Once, when I had no skin left over my heart, I wondered if love were more
than a film of civility stretched
over lust. I wondered if I had ever heard an honest love song. For years,
I had no music in my heart,
and I wondered if fate were more than the hells we bolt to our consciousness
and fall into from exhaustion.


I wish I could write a joyful song with trumpets & violins. I wish Lalah Hathaway
would sing my song.
I wish I could have lived in the celebration between 1:55 & 4:10 of Keith Jarrett's
Lalene during the summer of 2014,
when I learned of M's engagement, when I was falling in love with S as she mourned,
when I tempered devotion with silence
because I couldn't reconcile my happiness with that death. Because I was afraid
to spend my life with a ghost.


How did I speak, mouth full of vows pinned under my tongue?
How did I survive, that song
unfurling inside—strong enough to shift my heart's timbre,
too weak to crack marrow
and splay the wings I felt, even then, rising against the cage
I chained inside myself.


One day I'll fly away. One day I'll write a poem with wings.
One day my answer to sadness
won’t be a poem. One day, the woman who stays will sing,
Whenever your heart comes close
It doesn't take much to know
The way that I love you shows
All over mine

—and a wind through the Smokies will hum like brass, and a generation of cicadas
will vibrate to score the day
two people believed: Yes, we can praise this moment unfolding—even while
we cull our fates from the wrench of the past.
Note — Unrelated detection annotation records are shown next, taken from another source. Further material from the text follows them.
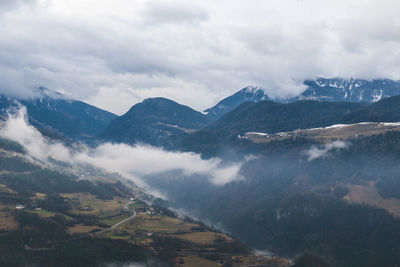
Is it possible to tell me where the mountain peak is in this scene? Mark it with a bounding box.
[300,78,400,102]
[204,86,270,119]
[101,97,210,148]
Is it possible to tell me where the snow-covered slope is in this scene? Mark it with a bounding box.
[294,78,400,102]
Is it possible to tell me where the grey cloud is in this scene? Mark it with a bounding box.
[144,0,209,24]
[0,0,37,13]
[0,0,400,113]
[305,141,349,161]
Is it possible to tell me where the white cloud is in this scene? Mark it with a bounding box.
[305,141,349,161]
[0,0,400,113]
[0,107,243,192]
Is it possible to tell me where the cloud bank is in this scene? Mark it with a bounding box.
[0,107,243,193]
[305,141,349,161]
[0,0,400,114]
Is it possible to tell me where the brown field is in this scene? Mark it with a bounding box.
[60,193,126,217]
[173,232,233,245]
[0,184,17,194]
[245,122,400,143]
[0,211,18,231]
[136,214,199,234]
[175,255,220,267]
[344,183,400,217]
[67,224,103,235]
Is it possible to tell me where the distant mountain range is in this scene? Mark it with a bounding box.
[100,97,211,149]
[204,86,271,119]
[0,78,400,149]
[0,90,117,141]
[292,78,400,102]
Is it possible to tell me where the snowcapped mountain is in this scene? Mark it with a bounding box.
[204,86,270,119]
[294,78,400,102]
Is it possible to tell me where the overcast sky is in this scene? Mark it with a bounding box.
[0,0,400,114]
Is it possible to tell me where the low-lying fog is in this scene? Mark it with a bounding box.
[0,107,243,197]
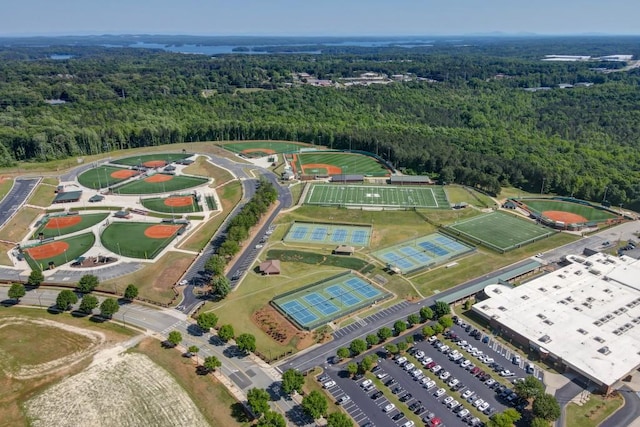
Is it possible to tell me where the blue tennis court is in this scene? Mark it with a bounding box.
[271,273,391,330]
[372,233,474,274]
[283,222,371,246]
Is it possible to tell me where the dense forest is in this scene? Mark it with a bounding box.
[0,38,640,209]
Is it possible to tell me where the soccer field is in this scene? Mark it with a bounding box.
[305,184,449,209]
[447,212,554,252]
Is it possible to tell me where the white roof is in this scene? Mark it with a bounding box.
[473,253,640,385]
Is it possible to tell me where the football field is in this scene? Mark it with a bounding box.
[305,184,449,209]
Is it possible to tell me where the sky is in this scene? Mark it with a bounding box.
[0,0,640,36]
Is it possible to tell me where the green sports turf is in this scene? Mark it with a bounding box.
[111,153,191,166]
[297,151,389,176]
[78,166,137,190]
[221,141,313,153]
[142,196,202,213]
[33,213,109,239]
[305,183,449,209]
[25,233,96,270]
[521,199,617,221]
[113,175,208,194]
[100,222,180,259]
[447,212,554,251]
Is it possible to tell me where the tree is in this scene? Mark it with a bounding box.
[438,316,453,330]
[434,301,451,318]
[513,375,545,399]
[302,390,329,420]
[327,412,353,427]
[365,334,380,347]
[27,270,44,287]
[378,326,393,342]
[202,356,222,372]
[8,283,27,302]
[393,320,407,335]
[407,313,420,326]
[198,311,218,332]
[56,289,78,311]
[282,369,304,394]
[218,325,235,342]
[336,347,351,359]
[347,362,358,376]
[167,331,182,347]
[124,284,138,301]
[532,393,560,421]
[247,388,269,417]
[256,411,287,427]
[100,298,120,319]
[78,274,100,293]
[236,334,256,353]
[80,294,99,314]
[349,338,367,356]
[420,307,433,322]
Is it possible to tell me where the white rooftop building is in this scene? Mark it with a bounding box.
[473,253,640,391]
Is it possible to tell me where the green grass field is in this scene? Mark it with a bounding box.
[305,184,449,209]
[33,213,109,239]
[114,176,208,194]
[78,166,138,190]
[142,197,202,214]
[100,222,180,259]
[447,212,554,251]
[522,199,616,221]
[111,153,191,166]
[296,151,389,176]
[25,233,96,270]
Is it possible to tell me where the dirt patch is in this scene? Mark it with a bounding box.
[111,169,138,179]
[44,215,82,229]
[144,224,182,239]
[26,242,69,261]
[251,305,310,344]
[164,196,193,207]
[542,211,588,224]
[142,160,167,168]
[144,173,173,183]
[25,353,208,427]
[302,163,342,175]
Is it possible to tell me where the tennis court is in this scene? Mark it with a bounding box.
[305,184,450,209]
[372,233,474,274]
[447,212,555,252]
[271,272,391,330]
[284,222,371,246]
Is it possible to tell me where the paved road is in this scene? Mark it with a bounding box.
[0,178,41,228]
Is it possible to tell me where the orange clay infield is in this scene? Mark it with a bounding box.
[542,211,588,224]
[44,215,82,229]
[142,160,167,168]
[144,174,173,183]
[164,196,193,207]
[111,169,138,179]
[144,225,182,239]
[302,163,342,175]
[27,242,69,260]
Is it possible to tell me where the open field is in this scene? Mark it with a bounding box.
[183,156,233,187]
[447,212,554,251]
[110,153,191,167]
[78,166,137,190]
[98,251,195,304]
[100,222,180,259]
[131,338,250,427]
[565,393,624,427]
[114,174,207,195]
[0,306,132,427]
[33,213,109,239]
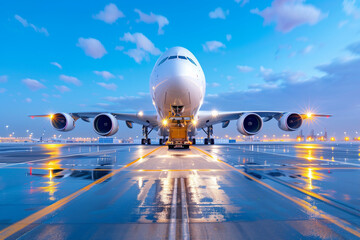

  • The title of this poem comes from the Joe Sample/Will Jennings song of the same name.
  • The lyrics in the fourth stanza are taken from Whenever Your Heart by Phil Dillon.
  • This poem shares the image of wings pressing against a rib cage with Arthur Smith's poem Breakfast for One (The Fortunate Era, 2013): "She knew they would strain/ To unfurl the massive/ Pair of stained glass wings inside her ribcage." Neither of us was aware of the other's poem while drafting, but I'm very pleased that they're speaking to each other.